Revista Siete Días Ilustrados
07.09.1970
EL AMARGO TRANCE
"Observé luego al enemigo atentamente hasta que vi que se acercaba con la estopa encendida a la mecha de su pieza; en el mismo instante hice la señal para que nuestro cañón hiciese fuego. Aproximadamente a mitad de camino chocaron las dos balas con terrible violencia, y el efecto del choque fue asombroso."
Gotifred August Bürger, Las aventuras del Barón de Münehhausen.

Una emisora de Mar del Plata recogió, el sábado 29, la palabra de un jefe policial cuya identidad prefirió reservar: es posible —dijo— que la serie de atentados auspiciados por el terrorismo ideológico no haya culminado con el asesinato de José Alonso.

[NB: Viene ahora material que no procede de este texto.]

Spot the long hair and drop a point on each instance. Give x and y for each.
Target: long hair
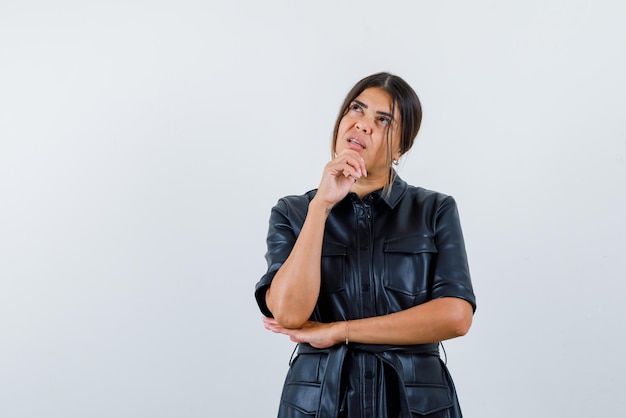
(403, 98)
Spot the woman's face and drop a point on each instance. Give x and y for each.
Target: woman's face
(364, 129)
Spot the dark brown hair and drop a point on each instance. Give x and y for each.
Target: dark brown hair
(403, 98)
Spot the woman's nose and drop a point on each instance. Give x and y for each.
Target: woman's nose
(364, 125)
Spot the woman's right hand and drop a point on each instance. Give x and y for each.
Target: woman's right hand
(338, 177)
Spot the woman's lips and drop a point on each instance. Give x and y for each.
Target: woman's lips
(355, 144)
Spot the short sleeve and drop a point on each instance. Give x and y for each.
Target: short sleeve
(452, 276)
(286, 220)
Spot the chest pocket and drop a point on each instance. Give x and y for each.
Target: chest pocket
(409, 265)
(333, 267)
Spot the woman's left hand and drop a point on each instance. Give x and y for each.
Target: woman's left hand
(318, 334)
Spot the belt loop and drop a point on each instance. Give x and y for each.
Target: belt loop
(292, 353)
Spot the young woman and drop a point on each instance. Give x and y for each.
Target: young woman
(367, 273)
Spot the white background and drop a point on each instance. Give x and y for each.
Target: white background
(143, 144)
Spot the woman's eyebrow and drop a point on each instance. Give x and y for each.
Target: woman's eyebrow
(364, 106)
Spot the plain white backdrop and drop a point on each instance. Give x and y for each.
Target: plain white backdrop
(143, 144)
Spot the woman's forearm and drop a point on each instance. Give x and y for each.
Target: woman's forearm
(294, 290)
(433, 321)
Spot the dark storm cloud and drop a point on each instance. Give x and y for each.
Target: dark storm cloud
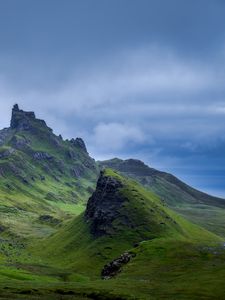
(134, 78)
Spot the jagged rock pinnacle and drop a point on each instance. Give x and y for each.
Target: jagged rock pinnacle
(21, 119)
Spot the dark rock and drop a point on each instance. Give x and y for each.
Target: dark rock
(103, 205)
(24, 180)
(21, 119)
(6, 153)
(90, 189)
(77, 171)
(19, 142)
(42, 155)
(49, 219)
(114, 267)
(78, 142)
(42, 177)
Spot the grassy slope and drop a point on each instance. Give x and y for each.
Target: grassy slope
(202, 209)
(176, 260)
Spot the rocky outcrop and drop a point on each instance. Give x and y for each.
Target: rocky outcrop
(114, 267)
(25, 120)
(6, 153)
(42, 156)
(78, 142)
(103, 206)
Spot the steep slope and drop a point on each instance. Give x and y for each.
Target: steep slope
(203, 209)
(127, 233)
(41, 175)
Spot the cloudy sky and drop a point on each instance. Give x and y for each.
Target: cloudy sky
(134, 78)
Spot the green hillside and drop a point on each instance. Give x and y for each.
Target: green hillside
(169, 257)
(198, 207)
(64, 237)
(40, 174)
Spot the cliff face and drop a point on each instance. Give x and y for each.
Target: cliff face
(103, 205)
(23, 120)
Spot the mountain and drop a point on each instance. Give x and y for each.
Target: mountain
(42, 176)
(203, 209)
(64, 236)
(129, 245)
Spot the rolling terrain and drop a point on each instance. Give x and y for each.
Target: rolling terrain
(202, 209)
(137, 233)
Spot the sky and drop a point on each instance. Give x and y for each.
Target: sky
(134, 78)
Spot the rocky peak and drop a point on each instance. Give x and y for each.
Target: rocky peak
(103, 206)
(24, 120)
(78, 142)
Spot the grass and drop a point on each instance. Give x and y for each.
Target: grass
(180, 261)
(175, 259)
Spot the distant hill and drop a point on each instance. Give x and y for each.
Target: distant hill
(40, 173)
(129, 245)
(203, 209)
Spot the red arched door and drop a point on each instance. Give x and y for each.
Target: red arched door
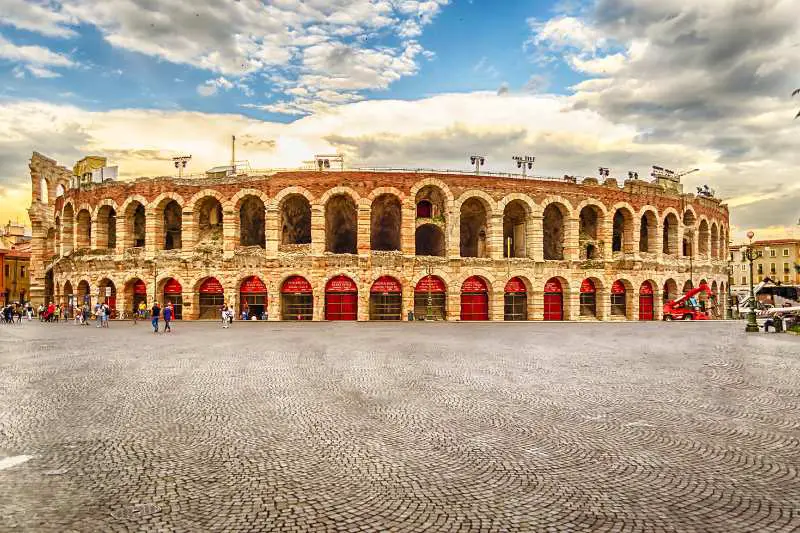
(553, 300)
(253, 299)
(341, 299)
(297, 299)
(474, 299)
(515, 300)
(173, 293)
(430, 297)
(646, 308)
(385, 299)
(212, 298)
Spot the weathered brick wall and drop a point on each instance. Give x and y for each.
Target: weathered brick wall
(231, 263)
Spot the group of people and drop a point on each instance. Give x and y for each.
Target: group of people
(155, 314)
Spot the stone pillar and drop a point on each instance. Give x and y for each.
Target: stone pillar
(230, 232)
(317, 230)
(536, 245)
(494, 236)
(272, 229)
(363, 228)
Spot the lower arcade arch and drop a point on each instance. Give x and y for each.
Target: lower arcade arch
(386, 299)
(297, 299)
(515, 300)
(474, 299)
(341, 299)
(253, 299)
(430, 299)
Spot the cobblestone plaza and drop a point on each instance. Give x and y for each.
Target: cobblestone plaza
(404, 427)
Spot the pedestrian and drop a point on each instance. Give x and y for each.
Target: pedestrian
(167, 318)
(155, 312)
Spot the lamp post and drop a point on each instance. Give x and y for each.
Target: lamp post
(751, 255)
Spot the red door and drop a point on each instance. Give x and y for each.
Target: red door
(553, 300)
(646, 311)
(474, 299)
(341, 299)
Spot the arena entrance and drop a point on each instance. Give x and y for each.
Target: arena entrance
(253, 299)
(212, 298)
(297, 299)
(553, 300)
(430, 296)
(515, 300)
(474, 299)
(173, 293)
(341, 299)
(386, 299)
(646, 307)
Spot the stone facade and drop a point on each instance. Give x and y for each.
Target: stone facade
(365, 225)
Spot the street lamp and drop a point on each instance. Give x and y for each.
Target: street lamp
(478, 161)
(751, 255)
(523, 162)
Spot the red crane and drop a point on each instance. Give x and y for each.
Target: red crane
(679, 308)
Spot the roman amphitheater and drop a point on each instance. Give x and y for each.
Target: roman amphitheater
(374, 244)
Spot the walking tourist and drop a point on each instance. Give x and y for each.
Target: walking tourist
(167, 317)
(155, 312)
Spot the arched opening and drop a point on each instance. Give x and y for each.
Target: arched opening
(297, 299)
(173, 226)
(295, 220)
(83, 296)
(385, 223)
(430, 202)
(252, 225)
(670, 290)
(135, 294)
(341, 225)
(385, 299)
(208, 220)
(553, 300)
(588, 299)
(83, 235)
(703, 235)
(474, 299)
(590, 220)
(515, 227)
(341, 299)
(424, 209)
(43, 191)
(622, 231)
(553, 231)
(714, 242)
(212, 298)
(670, 234)
(619, 299)
(429, 240)
(515, 300)
(173, 294)
(134, 225)
(108, 295)
(253, 299)
(430, 298)
(67, 298)
(68, 230)
(648, 229)
(474, 229)
(646, 301)
(106, 227)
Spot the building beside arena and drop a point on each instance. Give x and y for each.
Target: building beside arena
(373, 245)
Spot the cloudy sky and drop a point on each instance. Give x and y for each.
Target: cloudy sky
(416, 83)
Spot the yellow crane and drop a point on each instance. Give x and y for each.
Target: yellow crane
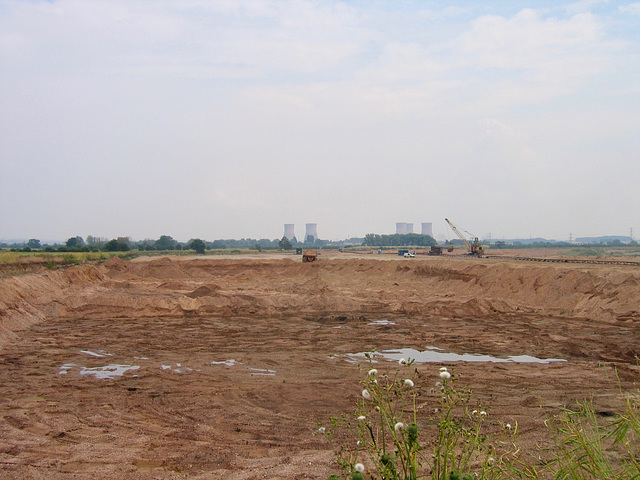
(474, 246)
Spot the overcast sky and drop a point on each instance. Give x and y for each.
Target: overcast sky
(228, 119)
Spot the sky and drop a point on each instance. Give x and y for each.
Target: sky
(227, 119)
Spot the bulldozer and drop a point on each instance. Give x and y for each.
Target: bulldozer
(309, 256)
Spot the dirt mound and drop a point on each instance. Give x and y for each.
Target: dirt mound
(222, 367)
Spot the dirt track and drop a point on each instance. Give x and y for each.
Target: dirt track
(227, 365)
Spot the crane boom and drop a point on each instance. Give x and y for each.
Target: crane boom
(474, 248)
(457, 232)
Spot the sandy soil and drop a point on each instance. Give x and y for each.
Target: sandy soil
(222, 367)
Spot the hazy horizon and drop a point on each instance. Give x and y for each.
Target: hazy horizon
(223, 119)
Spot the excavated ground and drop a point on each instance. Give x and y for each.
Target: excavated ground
(222, 367)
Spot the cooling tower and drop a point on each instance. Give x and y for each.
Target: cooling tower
(289, 231)
(312, 233)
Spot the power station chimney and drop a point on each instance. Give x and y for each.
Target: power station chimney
(289, 231)
(312, 233)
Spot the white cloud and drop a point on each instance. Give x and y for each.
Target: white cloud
(632, 8)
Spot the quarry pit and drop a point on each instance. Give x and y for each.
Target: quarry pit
(205, 367)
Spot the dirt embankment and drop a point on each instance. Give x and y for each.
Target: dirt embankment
(221, 368)
(28, 299)
(223, 287)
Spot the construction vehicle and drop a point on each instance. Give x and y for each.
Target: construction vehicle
(437, 249)
(309, 256)
(473, 246)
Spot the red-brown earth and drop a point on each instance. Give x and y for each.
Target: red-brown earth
(222, 368)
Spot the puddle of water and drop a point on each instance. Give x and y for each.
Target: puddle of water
(228, 363)
(437, 355)
(64, 369)
(262, 371)
(179, 368)
(99, 353)
(382, 322)
(109, 371)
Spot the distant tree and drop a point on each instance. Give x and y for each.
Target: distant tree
(285, 244)
(116, 246)
(197, 245)
(218, 244)
(97, 242)
(75, 242)
(165, 242)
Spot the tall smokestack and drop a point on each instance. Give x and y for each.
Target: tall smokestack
(289, 231)
(312, 233)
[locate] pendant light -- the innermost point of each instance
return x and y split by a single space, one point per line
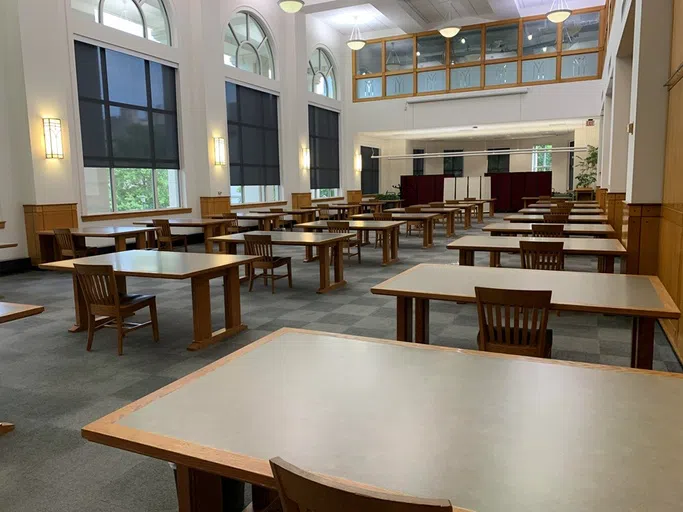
291 6
559 11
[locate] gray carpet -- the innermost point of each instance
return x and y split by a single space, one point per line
50 386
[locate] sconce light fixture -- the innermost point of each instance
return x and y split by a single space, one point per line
219 150
52 131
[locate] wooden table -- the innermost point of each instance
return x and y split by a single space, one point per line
490 432
49 251
322 242
511 228
199 268
573 219
606 249
642 297
390 230
427 220
449 213
211 227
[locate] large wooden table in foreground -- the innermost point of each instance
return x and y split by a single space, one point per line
324 243
606 249
199 268
490 432
642 297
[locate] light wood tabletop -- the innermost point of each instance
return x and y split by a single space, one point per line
642 297
199 268
606 249
488 431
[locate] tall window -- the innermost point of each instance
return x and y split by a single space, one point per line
253 144
142 18
323 130
129 131
454 165
369 175
321 78
247 46
542 158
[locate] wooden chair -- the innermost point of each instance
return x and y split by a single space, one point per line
68 248
542 255
342 226
548 230
262 245
165 238
514 321
301 491
102 298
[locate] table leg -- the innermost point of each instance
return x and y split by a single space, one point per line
642 343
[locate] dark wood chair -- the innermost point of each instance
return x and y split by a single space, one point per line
102 298
262 245
301 490
68 245
514 321
548 230
342 226
542 255
165 239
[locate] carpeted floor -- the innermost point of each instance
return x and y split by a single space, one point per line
50 386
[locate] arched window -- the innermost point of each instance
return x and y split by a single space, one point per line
142 18
247 46
321 79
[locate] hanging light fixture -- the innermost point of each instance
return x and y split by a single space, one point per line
291 6
356 41
559 11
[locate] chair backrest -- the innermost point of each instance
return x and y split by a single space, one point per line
548 230
259 245
301 491
513 321
542 255
98 284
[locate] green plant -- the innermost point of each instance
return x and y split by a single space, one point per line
588 169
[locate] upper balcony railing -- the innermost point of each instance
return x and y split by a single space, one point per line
510 53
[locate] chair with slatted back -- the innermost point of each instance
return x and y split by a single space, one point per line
342 226
262 245
301 490
102 298
542 255
166 239
548 230
68 245
514 322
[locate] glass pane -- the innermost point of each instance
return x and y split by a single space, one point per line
465 78
581 31
575 66
499 74
97 190
157 23
431 51
126 78
538 70
539 37
123 15
501 42
369 59
168 188
400 84
368 88
399 55
134 189
466 47
431 81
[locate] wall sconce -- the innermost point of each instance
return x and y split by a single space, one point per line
219 151
52 131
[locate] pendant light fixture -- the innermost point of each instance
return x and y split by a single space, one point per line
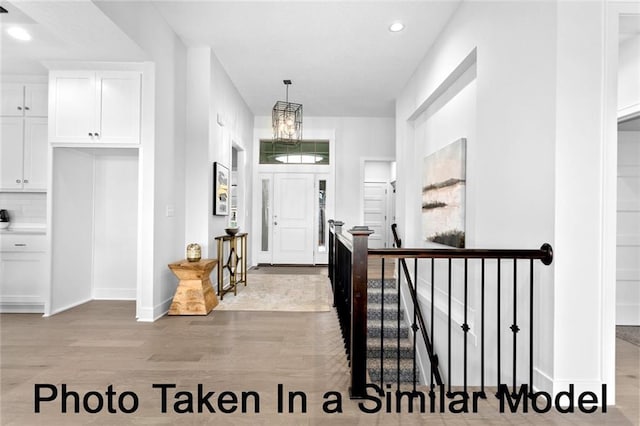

Más adelante puntualizó que unos 7.000 hombres integran, en la Argentina, una maraña subversiva perfectamente entrenada y equipada, dispuesta a producir más violencia.
En el velorio de Alonso, no pocos dirigentes gremiales se cruzaron un mismo susurro: "¿Quién de nosotros será el próximo?". Lo notable, lo que asombra, es que tanto estupor y tanta congoja sean ahora —eso parece— hijos bastardos de un fantasma ciego: el fatalismo; que el asesinato político sea tomado, entonces, como una inevitable maldición. ¿Es que no hay asideros para capear la desesperanza? ¿Es que fuera de la resignación no caben otras alternativas?
Las hay, por supuesto. El brazo que ejecuta un crimen jamás obedeció a un conjuro sobrenatural. Y así como la resignación es apenas un signo de impotencia, la desesperanza 'es el producto implícito de la incapacidad para domeñar el odio (como no sea por vía de la represión). Que un anónimo jefe policial reconozca que la cadena de atentados habrá de extenderse, significa que la escalada represiva no es la panacea contra el terrorismo. Frente al ultraje, la justicia debe, naturalmente, castigar a los culpables; pero la puesta en marcha de una política que responda a las inquietudes sociales es capaz de proveer el antídoto más apropiado para que cada vez haya menos culpables. Sin embargo, a más de cuatro años de la destitución de Illia, parece dudoso que la pregonada transformación revolucionaria habrá, todavía, de producirse.
Ante la manifiesta imposibilidad, por parte del aparato represor, de asegurar la tranquilidad pública, lo sensato ahora sería recurrir —prioritariamente— a medidas que se antepongan y neutralicen el odio y la furia. No es sólo a través de la retórica oficial como habrán de cauterizarse las (profundas heridas asestadas a la ciudadanía, a contar —siquiera— desde el asesinato de Augusto Vandor; no es con el mero enunciado de aspiraciones de deseos como habrá de apaciguarse el resentimiento y la desazón de vastos sectores populares no necesariamente infiltrados por doctrinas foráneas. ¿Actúa el gobierno con el dinamismo necesario, y en la orientación correcta; para que su influencia opere a modo de preventivo de tanto desborde?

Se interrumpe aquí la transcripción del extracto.